PanAm 914, 1955 yılında New York’tan kalktı,

37 yıl sonra 1992 yılında Venezüela - Caracas’a indi.

 

Sevgili UTED okuyucuları, bugün size gerçek ile hayal arasında sıkışmış çok gizemli ve ilginç bir havacılık olayını anlatmak istiyorum

.

Bu gizemli olayın kahramanı olan uçak, Douglas’ın II. Dünya Savaşı sırasında askeri taşıma maksatlı olarak ürettiği 4 motorlu-pervaneli DC-4 uçağı. Douglas’ın 2 motorlu-pervaneli DC-3’lerden sonra ürettiği ilk burun tekerleği (Nose Gear and Steering) olan bir uçak. Savaş bittikten sonra askeri ihtiyaç azaldığı için, DC-4’ün yolcu versiyonu üretimine de geçildi. P&W 2000 tipi pistonlu yıldız motorların her biri 1450 Hp güce sahip. Yolcu kapasitesi 50-60; ekip 3-5; azami hızı 244 kts; uçuş tavanı 22.300 feet; menzili 4.000 km. Yani kabin basınçlı ve orta/uzun menzilli bir uçak. DC-4, ilk uçuşunu II. Dünya Savaşı sırasında 14 Şubat 1942 tarihinde yapmış. Toplam üretim sayısı bin 238 adet. 

 

Aşağıda okuyacağınız, içine hurafelerin karıştığı, gizemli, inanılmaz bu hikaye, Pan American (PanAm) Havayolları’na ait DC-4 uçağının, PA914 uçuş numarası ile 2 Temmuz 1955 Cumartesi günü New York Havalimanı’ndan kalkışı ile başlıyor. Uçağın Miami’ye 57 yolcu ve 4 ekip olmak üzere 61 kişi taşıdığına inanılıyor. Katılan herkes için normal bir uçuş olacak gibi görünüyordu. Ancak, gelişen olaylar bunun normal bir uçuştan çok uzak olduğu, bu tuhaf uçuşun içinde gizemli bir şeylerin olduğu 37 yıl sonra ortaya çıktı. Uçak, New York’tan ayrıldıktan sonra kısa bir süre sonra, hava trafik kontrolörleri PanAm  914’ün radar ekranındaki sinyalini  kaybettiler.

 

Uçak, hava trafik kontrolör radar ekranından kaybolmuştu ve kimse ne olduğunu bilmiyordu. Uçaktan bir stres sinyali, arıza veya acil durum konuşması da alınmamıştı. Genellikle radar ekranından kaybolan uçağın düştüğüne inanılır. Yapılan aramalarda uçak, uçaktan kopmuş bir parça, içindeki insanlardan bir ceset veya ceset parçası bulunamadı. DC-4, içindeki 61 insanla birlikte yok olup gitmişti. Uçağın düşmesiyle ilgili bir görgü tanığı da yoktu. Hani denir ya, “Sanki yer yarılıp içine girdi” diye, işte öyle bir şey.     

                  

Yetkililer, yapılan yoğun arama ve soruşturmaların ardından, uçağın düştüğü, tüm yolcularının ve ekibin de öldüğü sonucuna varıp bunu ilan ettiler. Karada ve denizde yapılan araştırmalarda bir bulguya rastlanmamasına, denizde uçağa ait bir parça gibi bir delil bulunamamasına rağmen, uçağın okyanusa çakıldığı kararına varıldı. Bu kararın sonucunda PanAm, hayatını kaybedenlerin yakınlarına yasal tazminatları ödedi.

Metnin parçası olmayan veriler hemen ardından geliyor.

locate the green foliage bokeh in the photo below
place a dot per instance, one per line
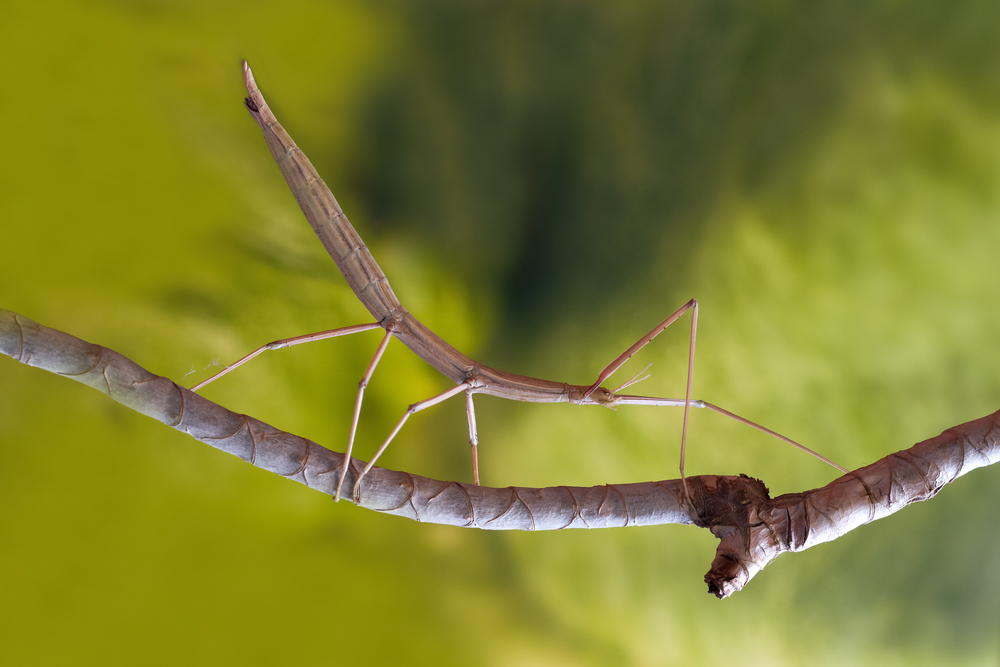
(542, 183)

Tam 37 yıl boyunca PA914’ten hiçbir iz, ipucu bulunamadı. Ama, her şey çoktan unutulmuşken ölenlerin yakınları olaydan tam 37 yıl sonra alacakları bir haberle şok yaşayacaklardı..

.

Şimdi zamanı hızlı bir şekilde olaydan 37 yıl sonrasına, 1992 yılına saralım ki, oluşan olağanüstü inanılmaz durumu görelim.

Tarih 21 Mayıs 1992, Venezüela’nın başşehri Caracas havalimanındayız. Havalimanındaki hava trafik kontrolörleri için normal bir gündü. Ancak, az sonra hava trafik kontrolörlerini çok şaşırtacak bir şey olacaktı. Havalimanı kule radar ekranında aniden, nereden, ne zaman girdiği bilinmeyen bir Douglas   DC-4 uçağı belirdi. Bu ne demek oluyordu şimdi?

Caracas Hava Trafik Kontrolörü Juan de la Corte, radar ekranında DC-4 uçağını tespit etmesinden az sonra uçak, kule ile telsiz iletişimi kurdu. DC-4’ün pilotu kontrolöre şu inanılmaz soruyu yöneltti “Biz neredeyiz?” 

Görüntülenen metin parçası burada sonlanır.